In [2]:
import pandas as pd
%matplotlib inlin

We first want to develop an understanding of our current customer base. Let's look at what percentage of rides are taken by subscribers and what percentage are taken by either 24-hour or 3-day customers.

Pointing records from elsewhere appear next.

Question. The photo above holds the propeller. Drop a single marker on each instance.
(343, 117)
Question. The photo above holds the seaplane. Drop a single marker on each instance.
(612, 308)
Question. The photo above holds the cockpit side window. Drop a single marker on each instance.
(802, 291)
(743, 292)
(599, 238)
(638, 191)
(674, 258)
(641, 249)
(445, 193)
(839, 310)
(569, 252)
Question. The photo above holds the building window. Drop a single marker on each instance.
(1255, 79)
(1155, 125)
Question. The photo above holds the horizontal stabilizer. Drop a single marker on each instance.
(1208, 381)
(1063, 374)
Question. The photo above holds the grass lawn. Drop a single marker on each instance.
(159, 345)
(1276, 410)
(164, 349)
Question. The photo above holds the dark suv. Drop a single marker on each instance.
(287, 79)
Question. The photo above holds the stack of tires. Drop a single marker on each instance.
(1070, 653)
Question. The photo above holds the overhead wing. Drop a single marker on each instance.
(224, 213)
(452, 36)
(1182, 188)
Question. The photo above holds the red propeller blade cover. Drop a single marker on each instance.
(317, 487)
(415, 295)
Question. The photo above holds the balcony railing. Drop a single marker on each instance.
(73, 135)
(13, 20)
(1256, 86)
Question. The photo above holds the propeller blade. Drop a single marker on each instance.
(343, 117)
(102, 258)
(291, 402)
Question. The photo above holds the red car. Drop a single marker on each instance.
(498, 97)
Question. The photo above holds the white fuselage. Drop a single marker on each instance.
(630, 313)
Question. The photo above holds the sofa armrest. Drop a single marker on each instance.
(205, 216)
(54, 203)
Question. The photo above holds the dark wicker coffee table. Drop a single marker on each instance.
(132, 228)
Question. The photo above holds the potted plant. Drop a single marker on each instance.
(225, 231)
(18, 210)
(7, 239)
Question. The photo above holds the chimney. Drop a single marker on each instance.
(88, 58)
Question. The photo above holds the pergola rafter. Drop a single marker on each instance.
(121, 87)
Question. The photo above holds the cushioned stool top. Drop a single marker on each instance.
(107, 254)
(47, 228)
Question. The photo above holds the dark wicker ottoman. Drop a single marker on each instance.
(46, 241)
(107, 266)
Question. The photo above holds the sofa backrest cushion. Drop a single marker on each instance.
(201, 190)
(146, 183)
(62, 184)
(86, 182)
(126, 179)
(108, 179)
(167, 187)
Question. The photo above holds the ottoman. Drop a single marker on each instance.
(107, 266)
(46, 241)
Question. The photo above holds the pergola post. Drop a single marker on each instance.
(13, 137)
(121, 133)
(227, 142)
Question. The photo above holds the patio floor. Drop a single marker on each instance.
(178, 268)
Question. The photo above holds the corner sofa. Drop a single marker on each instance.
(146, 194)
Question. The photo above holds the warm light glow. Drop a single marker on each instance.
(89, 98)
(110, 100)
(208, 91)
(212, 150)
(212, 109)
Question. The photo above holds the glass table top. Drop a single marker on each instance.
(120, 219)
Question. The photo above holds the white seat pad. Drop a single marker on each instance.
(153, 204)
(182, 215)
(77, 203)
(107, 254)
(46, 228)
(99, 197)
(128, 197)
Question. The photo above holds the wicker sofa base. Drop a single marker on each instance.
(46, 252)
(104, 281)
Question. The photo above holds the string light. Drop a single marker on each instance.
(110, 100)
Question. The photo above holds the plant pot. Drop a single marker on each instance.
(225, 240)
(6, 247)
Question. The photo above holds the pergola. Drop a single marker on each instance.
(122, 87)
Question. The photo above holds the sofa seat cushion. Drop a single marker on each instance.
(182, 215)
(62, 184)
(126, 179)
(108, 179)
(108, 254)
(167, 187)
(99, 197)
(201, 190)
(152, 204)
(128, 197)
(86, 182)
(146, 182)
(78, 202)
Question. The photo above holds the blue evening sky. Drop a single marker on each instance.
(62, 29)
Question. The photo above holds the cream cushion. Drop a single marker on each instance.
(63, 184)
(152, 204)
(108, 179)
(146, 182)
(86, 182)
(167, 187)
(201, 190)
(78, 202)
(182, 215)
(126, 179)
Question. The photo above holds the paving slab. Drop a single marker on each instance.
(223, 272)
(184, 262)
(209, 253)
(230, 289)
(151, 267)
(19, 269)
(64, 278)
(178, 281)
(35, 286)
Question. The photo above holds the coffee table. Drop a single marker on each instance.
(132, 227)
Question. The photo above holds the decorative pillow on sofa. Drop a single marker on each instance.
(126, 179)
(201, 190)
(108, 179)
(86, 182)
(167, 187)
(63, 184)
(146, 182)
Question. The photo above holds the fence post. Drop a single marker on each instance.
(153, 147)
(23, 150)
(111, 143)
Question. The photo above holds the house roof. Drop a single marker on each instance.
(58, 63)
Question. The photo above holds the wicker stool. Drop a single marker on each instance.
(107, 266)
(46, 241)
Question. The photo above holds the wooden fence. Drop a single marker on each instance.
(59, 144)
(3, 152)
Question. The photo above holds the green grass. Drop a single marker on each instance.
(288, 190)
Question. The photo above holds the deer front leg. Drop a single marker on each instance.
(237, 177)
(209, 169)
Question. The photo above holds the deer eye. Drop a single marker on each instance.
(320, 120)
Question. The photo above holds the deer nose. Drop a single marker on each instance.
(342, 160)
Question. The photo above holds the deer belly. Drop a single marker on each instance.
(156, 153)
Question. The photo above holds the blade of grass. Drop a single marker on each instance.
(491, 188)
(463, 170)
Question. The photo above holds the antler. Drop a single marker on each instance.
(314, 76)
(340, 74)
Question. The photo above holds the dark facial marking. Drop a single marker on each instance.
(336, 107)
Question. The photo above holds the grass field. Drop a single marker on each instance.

  bq query --use_legacy_sql=false '
SELECT
  SUBSCRIBER_TYPE,
  COUNT(*) AS RIDES,
  COUNT(*) / (
  SELECT
    COUNT(*)
  FROM
    `bigquery-public-data.san_francisco.bikeshare_trips`) AS PERC_RIDER_TYPE
FROM
  `bigquery-public-data.san_francisco.bikeshare_trips`
GROUP BY
  SUBSCRIBER_TYPE'

In [20]:
! bq query --use_legacy_sql=false 'SELECT SUBSCRIBER_TYPE, COUNT(*) AS RIDES, COUNT(*) / (SELECT COUNT(*) FROM `bigquery-public-data.san_francisco.bikeshare_trips`) AS PERC_RIDER_TYPE FROM `bigquery-public-data.san_francisco.bikeshare_trips` GROUP BY SUBSCRIBER_TYPE'

Waiting on bqjob_r4a146552148baaa2_000001640fad1740_1 ... (0s) Current status: DONE   
+-----------------+--------+---------------------+
| SUBSCRIBER_TYPE | RIDES  |   PERC_RIDER_TYPE   |
+-----------------+--------+---------------------+
| Customer        | 136809 | 0.13908328995738312 |
| Subscriber      | 846839 |  0.8609167100426168 |
+-----------------+--------+---------------------+


Here we can see that 14% of rides are taken by either 1- or 3-day members. There are two methods by which we can increase ridership: we can recruit completely new customers or we can convert 1- or 3-day members customers into subscribers. The former will be tricky for us to do given the data we are provided. Thus, we will focus on converting temporary riders, who are currently accounting for 14% of rides (136,809 trips), into full-time subscribers.

Let's find out whether trip duration varies based on rider type.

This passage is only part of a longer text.